Vue de l’exposition présentée à la galerie d’art Stewart Hall de Pointe-Claire dans le cadre de la Biennale d’art contemporain autochtone. L’installation, au centre, est intitulée Modicum. Elle a été créée en 2014 par le collectif Leonard Getinthecar, formé des deux frères Nicholas et Jerrod Galanin.

LES AUTRES NOUVELLES

MICHÈLE LEMIEUX



Illustratrice, cinéaste d'animation et artiste visuelle, Michèle Lemieux fait actuellement l'objet d'une exposition, Michèle Lemieux - Le tout et la partie. Du dessin au film d'animation, à Paris. Mise en scène par la commissaire Angela Grauerholz, elle est à l'affiche du Centre culturel canadien jusqu'au 2 septembre. L'exposition sera ensuite présentée au Centre de design de l'UQAM, du 15 septembre au 30 octobre.

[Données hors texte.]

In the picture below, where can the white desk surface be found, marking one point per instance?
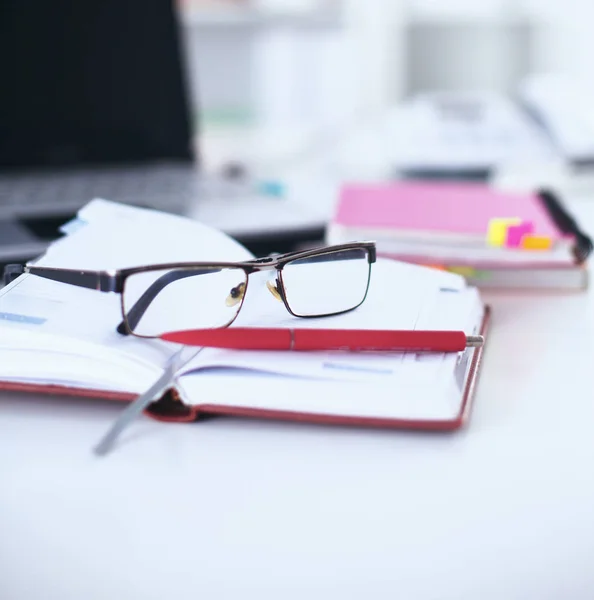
(244, 509)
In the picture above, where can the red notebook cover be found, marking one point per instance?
(171, 408)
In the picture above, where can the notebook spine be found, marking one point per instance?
(567, 224)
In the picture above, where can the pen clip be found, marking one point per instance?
(136, 407)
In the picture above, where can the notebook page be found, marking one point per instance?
(422, 306)
(43, 319)
(388, 385)
(393, 397)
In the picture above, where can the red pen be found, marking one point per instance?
(256, 338)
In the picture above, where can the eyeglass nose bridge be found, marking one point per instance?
(273, 288)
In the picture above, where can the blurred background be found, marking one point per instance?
(307, 68)
(320, 60)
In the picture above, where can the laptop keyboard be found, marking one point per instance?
(31, 192)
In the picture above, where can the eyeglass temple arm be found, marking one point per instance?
(94, 280)
(354, 254)
(138, 309)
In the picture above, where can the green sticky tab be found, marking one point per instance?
(464, 271)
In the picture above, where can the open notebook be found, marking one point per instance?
(56, 338)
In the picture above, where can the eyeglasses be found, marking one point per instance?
(162, 298)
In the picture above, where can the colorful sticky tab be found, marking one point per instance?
(462, 270)
(515, 234)
(497, 230)
(536, 242)
(271, 188)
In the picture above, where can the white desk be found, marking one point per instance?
(243, 509)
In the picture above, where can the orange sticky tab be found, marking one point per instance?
(497, 230)
(536, 242)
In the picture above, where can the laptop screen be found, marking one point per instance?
(91, 82)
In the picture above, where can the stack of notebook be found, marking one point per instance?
(493, 238)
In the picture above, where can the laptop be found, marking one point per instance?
(94, 103)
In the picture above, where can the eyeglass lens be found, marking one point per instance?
(158, 301)
(328, 283)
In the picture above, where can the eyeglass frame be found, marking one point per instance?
(113, 281)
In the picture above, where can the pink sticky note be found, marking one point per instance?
(515, 233)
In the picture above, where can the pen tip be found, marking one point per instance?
(474, 341)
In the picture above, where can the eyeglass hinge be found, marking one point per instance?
(11, 272)
(109, 281)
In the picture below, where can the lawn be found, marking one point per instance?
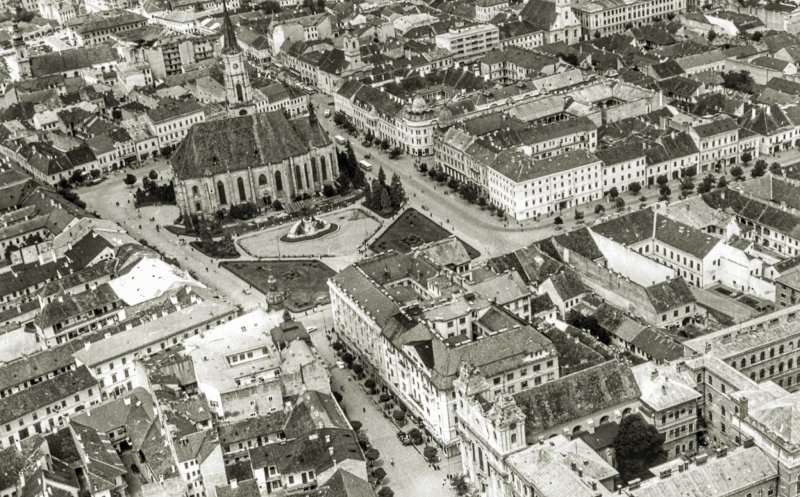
(411, 230)
(304, 282)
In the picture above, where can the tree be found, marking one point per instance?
(759, 169)
(738, 81)
(638, 445)
(397, 194)
(270, 7)
(461, 485)
(570, 59)
(707, 184)
(348, 358)
(379, 474)
(429, 452)
(77, 177)
(372, 454)
(386, 201)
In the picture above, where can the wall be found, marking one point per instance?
(632, 265)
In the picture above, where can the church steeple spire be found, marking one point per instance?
(229, 43)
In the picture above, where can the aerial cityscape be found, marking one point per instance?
(445, 248)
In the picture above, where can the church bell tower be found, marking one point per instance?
(238, 92)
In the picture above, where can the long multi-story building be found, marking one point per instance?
(526, 187)
(469, 42)
(411, 324)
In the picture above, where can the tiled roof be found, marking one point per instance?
(628, 229)
(45, 393)
(247, 488)
(720, 476)
(251, 428)
(519, 167)
(576, 395)
(71, 60)
(237, 143)
(670, 294)
(310, 452)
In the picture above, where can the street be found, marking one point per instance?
(103, 199)
(411, 476)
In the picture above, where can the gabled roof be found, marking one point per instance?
(72, 60)
(576, 395)
(237, 143)
(45, 393)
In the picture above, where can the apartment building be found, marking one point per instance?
(622, 165)
(114, 359)
(669, 402)
(379, 303)
(607, 17)
(100, 27)
(46, 406)
(525, 187)
(718, 143)
(469, 42)
(502, 436)
(171, 120)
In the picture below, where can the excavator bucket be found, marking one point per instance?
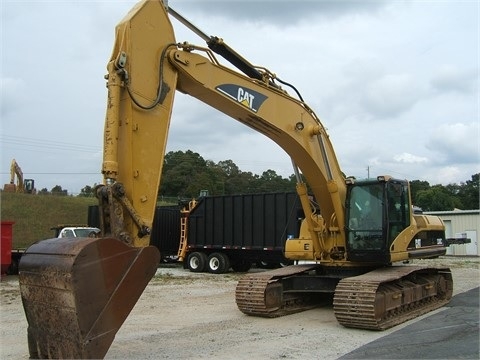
(78, 292)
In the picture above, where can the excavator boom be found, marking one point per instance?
(77, 293)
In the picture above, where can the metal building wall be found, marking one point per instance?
(459, 222)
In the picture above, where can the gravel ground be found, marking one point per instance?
(182, 315)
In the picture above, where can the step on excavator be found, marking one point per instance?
(353, 241)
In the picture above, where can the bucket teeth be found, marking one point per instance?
(77, 293)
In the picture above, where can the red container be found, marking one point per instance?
(6, 245)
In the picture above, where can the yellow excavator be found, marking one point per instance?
(22, 185)
(77, 294)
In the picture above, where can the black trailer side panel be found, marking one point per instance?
(255, 221)
(165, 228)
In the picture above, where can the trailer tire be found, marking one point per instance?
(242, 266)
(218, 263)
(197, 262)
(13, 268)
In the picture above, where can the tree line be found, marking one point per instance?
(185, 174)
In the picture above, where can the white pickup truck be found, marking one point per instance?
(67, 230)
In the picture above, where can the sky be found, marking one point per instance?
(396, 84)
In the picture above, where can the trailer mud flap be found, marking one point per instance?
(77, 293)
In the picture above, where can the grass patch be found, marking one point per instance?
(34, 215)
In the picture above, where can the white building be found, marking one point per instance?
(461, 223)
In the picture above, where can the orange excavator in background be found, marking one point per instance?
(77, 294)
(22, 185)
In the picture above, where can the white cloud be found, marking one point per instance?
(410, 158)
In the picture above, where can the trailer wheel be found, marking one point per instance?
(242, 266)
(197, 262)
(13, 268)
(218, 263)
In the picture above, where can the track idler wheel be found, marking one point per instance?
(77, 292)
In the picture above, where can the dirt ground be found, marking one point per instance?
(182, 315)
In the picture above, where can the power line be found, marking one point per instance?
(34, 144)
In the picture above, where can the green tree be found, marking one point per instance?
(468, 193)
(58, 191)
(415, 187)
(436, 198)
(87, 191)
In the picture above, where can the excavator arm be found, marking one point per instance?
(145, 69)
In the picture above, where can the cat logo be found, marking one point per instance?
(247, 97)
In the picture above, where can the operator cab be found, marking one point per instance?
(377, 211)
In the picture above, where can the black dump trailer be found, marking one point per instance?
(227, 231)
(238, 231)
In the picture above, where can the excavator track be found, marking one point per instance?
(390, 296)
(262, 294)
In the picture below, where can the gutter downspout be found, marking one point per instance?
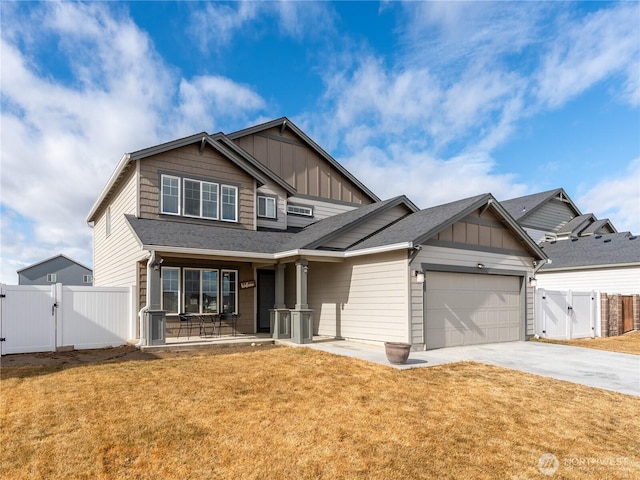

Au Centre culturel canadien à Paris, jusqu'au 2 septembre

https://www.canada-culture.org/evenement_event-fr.html?id=2948

JOËLLE MOROSOLI

Intéressée par le mouvement en tant que matériau depuis une trentaine d'années, l'artiste québécoise Joëlle Morosoli présente, jusqu'au 11 juin, une série de murales cinétiques sur la thématique des nuages, le vent déformant et reconstruisant des visages dotés d'expressions différentes. Une exposition à laquelle participe son partenaire Rolf Morosoli pour la réalisation technique des oeuvres.